I’ve not written for several days because, basically, I couldn’t be bothered. It seems unusual, now that I think about it. Writing is a natural form of expression for me. Others share things conversationally, or post their snippets of thought to social media, or just bury it deep inside them. I write. It just happens generally, without a second thought. I guess there will be times when you need a break from that, and that’s my excuse for the last few days. I still don’t feel enthused. I’m writing now more or less to allay any fears that I might have fallen off the roof, or been pinned by a plummeting piano. I’m here still, alive and kicking.
Now that I’m here what do I write about? I suppose I could fill in the blanks, but that seems awfully boring even for me. I could fire up and rant about some new political outrage – God knows there’s plenty I could complain about. It’s wearying though, and depressing more often than not, and in my more pessimistic moments, seemingly futile. I guess I’m jaded, but then, who isn’t?
What’s left? I could rabbit on about some neutral subject I suppose, like how I’ve recently rediscovered Simon and Garfunkel after about 20 years of neglect, but hell, can’t even be really fagged doing that either.
What remains is this, writing about writing. It may seem self-indulgent navel gazing, but for me at least it’s interesting occasionally to step back and consider the actual process I normally take to without any thought.
It’s rare that I think about my audience when I write. I just move to it naturally, an integral part of my life. While sometimes I write to make a record of something, mostly my writing is the output of what is in my mind, the things I ponder, and am occasionally roused by. They’re stories extruded from me by an entirely natural process.
‘Conscious’ writing like this is the exception. In general conscious writing is much more difficult because you’re writing to a defined end, and more so, because you’re aware of it. Awareness makes the job of writing much more difficult. It’s the difference between performing an action reflexively, and doing it mindfully. It’s less smooth, and seemingly unnatural.

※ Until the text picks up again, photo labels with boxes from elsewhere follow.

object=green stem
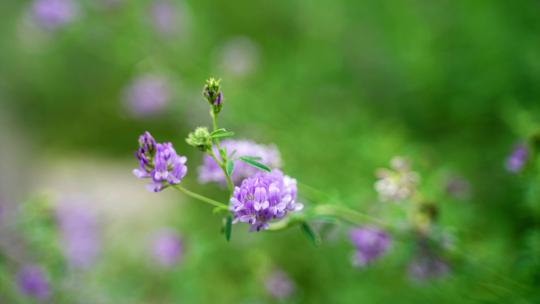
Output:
[209,109,234,196]
[174,185,229,210]
[314,205,392,228]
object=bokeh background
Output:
[0,0,540,303]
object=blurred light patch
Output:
[124,74,172,118]
[218,36,260,77]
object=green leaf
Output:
[226,159,234,176]
[242,155,262,160]
[300,222,321,246]
[210,128,234,138]
[240,156,272,172]
[225,215,232,242]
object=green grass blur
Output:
[0,0,540,303]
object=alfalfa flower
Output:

Whilst I’m conscious of writing this my care factor is very low, and so it flows pretty easily from me. Ask me to write an essay say, or a story, and I’m conscious of the effort involved, and the stakes attached to it. You’ve got to work then to make it flow.
I think this explains why I’ve taken a break from it these last few days. The honey has hardened. It doesn’t flow, and as it doesn’t flow it doesn’t present itself to me. There feels no necessity to write because there is no flow. I’ve got to make it so, just as I am today. Tomorrow will be different, I’m sure.